What does the new system look like for the U.S. dollar? Rickards says, “Here we are, again, looking at another collapse. The problem today is we are on a global dollar standard. A paper money standard can work, but only if you maintain confidence in the money . . . and you do that by running a good economy and having a good business environment . . . we’re doing the opposite. We are printing a lot of money. We have a lousy business environment. Taxes are too high. Growth is too low. So, a lot of things are combining to undermine confidence in the dollar. Rickards goes on to say, “The last time the system collapsed in 2008, the Fed rescued it. How did they do that? Well, we know the Fed printed over $3.5 trillion in new money in the last 5 years. The Fed’s balance sheet went from $800 billion to over $4 trillion. People understand that. What’s less well known is the swap lines with Europe . . . European banks had dollar liabilities because they borrowed money in dollars. . . . Where did the European Central Bank get the dollars they needed to bail out their own banks? They got them from the Fed. They gave us euros and we gave them dollars. So, these dollar/euro swaps were in the tens of trillions of dollars. . . . In addition to that, the Fed guaranteed every money market fund in the United States . . . and they guaranteed every bank deposit in the United States. Here you have a massive $60-$100 trillion bailout, not the $4 trillion you were told. Fast forward to today. When the next collapse comes, it is going to be bigger than the last one. It’s going to be exponentially bigger. The five biggest banks that were too big to fail in 2008, today they are bigger. They own a larger percentage of the total banking assets. . . . When you double or triple the scale of the system, you don’t double or triple the risk. You increase the risk by an exponent that could be 10 times or 100 times.”

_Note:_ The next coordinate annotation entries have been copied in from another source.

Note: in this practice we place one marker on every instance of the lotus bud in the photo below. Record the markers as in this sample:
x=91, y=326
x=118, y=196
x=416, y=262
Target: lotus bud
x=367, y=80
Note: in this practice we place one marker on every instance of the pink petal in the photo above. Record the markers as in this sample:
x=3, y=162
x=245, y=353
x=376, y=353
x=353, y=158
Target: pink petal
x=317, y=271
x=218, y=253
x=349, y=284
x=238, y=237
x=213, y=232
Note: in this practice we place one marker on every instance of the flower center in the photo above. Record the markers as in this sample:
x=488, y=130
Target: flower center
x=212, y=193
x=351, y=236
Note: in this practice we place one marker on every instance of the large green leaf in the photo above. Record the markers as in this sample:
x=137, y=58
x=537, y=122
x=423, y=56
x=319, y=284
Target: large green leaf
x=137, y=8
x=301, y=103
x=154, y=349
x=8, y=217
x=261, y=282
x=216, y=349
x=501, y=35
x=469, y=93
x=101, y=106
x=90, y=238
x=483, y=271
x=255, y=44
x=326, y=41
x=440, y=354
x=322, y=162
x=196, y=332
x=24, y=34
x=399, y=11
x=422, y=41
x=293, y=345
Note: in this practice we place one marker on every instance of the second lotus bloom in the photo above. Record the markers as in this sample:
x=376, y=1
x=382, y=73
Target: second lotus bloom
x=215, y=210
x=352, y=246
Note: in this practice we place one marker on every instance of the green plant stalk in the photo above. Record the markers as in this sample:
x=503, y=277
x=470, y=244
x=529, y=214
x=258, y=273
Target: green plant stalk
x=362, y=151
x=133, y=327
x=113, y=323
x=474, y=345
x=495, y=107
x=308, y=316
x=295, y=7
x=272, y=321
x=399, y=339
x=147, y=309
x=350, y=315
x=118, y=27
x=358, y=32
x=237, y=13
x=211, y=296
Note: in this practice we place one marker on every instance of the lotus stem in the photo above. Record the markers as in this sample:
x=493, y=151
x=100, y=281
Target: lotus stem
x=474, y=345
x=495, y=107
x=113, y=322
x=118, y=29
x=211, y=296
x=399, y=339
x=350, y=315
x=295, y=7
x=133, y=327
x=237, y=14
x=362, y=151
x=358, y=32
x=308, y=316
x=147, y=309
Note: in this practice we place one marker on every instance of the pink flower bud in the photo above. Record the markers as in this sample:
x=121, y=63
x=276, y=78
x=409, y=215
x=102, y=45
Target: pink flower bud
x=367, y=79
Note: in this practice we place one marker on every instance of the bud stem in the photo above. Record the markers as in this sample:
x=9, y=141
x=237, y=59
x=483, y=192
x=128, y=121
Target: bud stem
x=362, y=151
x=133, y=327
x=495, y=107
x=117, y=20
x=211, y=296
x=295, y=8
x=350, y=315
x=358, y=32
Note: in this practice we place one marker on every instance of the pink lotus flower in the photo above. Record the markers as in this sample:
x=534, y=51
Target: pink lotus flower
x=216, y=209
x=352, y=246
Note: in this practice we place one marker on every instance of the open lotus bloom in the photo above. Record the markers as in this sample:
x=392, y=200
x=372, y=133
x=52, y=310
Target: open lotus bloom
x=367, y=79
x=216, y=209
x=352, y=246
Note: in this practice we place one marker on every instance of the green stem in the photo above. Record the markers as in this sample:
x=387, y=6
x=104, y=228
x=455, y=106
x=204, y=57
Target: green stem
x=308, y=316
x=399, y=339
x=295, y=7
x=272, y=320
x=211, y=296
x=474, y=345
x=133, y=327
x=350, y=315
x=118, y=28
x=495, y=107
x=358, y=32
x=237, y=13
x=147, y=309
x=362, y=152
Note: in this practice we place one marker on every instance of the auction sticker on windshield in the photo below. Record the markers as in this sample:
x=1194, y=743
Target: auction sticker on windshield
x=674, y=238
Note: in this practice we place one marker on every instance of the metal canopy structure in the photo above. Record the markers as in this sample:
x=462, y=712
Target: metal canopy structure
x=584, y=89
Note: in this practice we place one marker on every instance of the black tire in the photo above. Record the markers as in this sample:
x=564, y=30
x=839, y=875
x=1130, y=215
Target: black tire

On the Fed engineering another 2008 type bailout, Rickards claims, “The last crisis was barely enough for the Fed to contain. They have used up all their dry powder. They can’t take the balance sheet any higher. They are already insolvent. . . . The Fed is insolvent. If you mark their assets to market, they are leveraged 80 to 1, and interest rates have been going up. So, a very small decline in the market value of their assets and it wipes out their capital. It’s a very simple math. So, we have an insolvent central bank. The next crisis is going to be bigger. You can see it coming. It is going to be too big for the Fed. They have taken their balance sheet to $4 trillion. What are they going to do, take their balance sheet to $8 trillion and leverage 200 to 1? The game is up. This has become very apparent. They are insolvent on a mark to market basis today, not like next year or the year after. They are insolvent today.”
Rickards foresees big inflation because the U.S. dollar’s buying power will shrink. Rickards predicts, “Imagine gas at $20 a gallon and bread at $10. That’s what we’re talking about.” So, if big inflation is coming, what about gold? Rickards says, “When I say the price of gold is going to $7,000 or $9,000 per ounce, which I expect it will, what I am really saying is the dollar is going to collapse 80% or 90% or more.” It did in the 1970’s. None of this is unprecedented, it all happened before.”
Rickards says, “When a collapse happens, it will happen quickly. You won’t see it coming. There won’t be time to run out and buy gold, and it probably will not even be available at that stage. You need to prepare now.”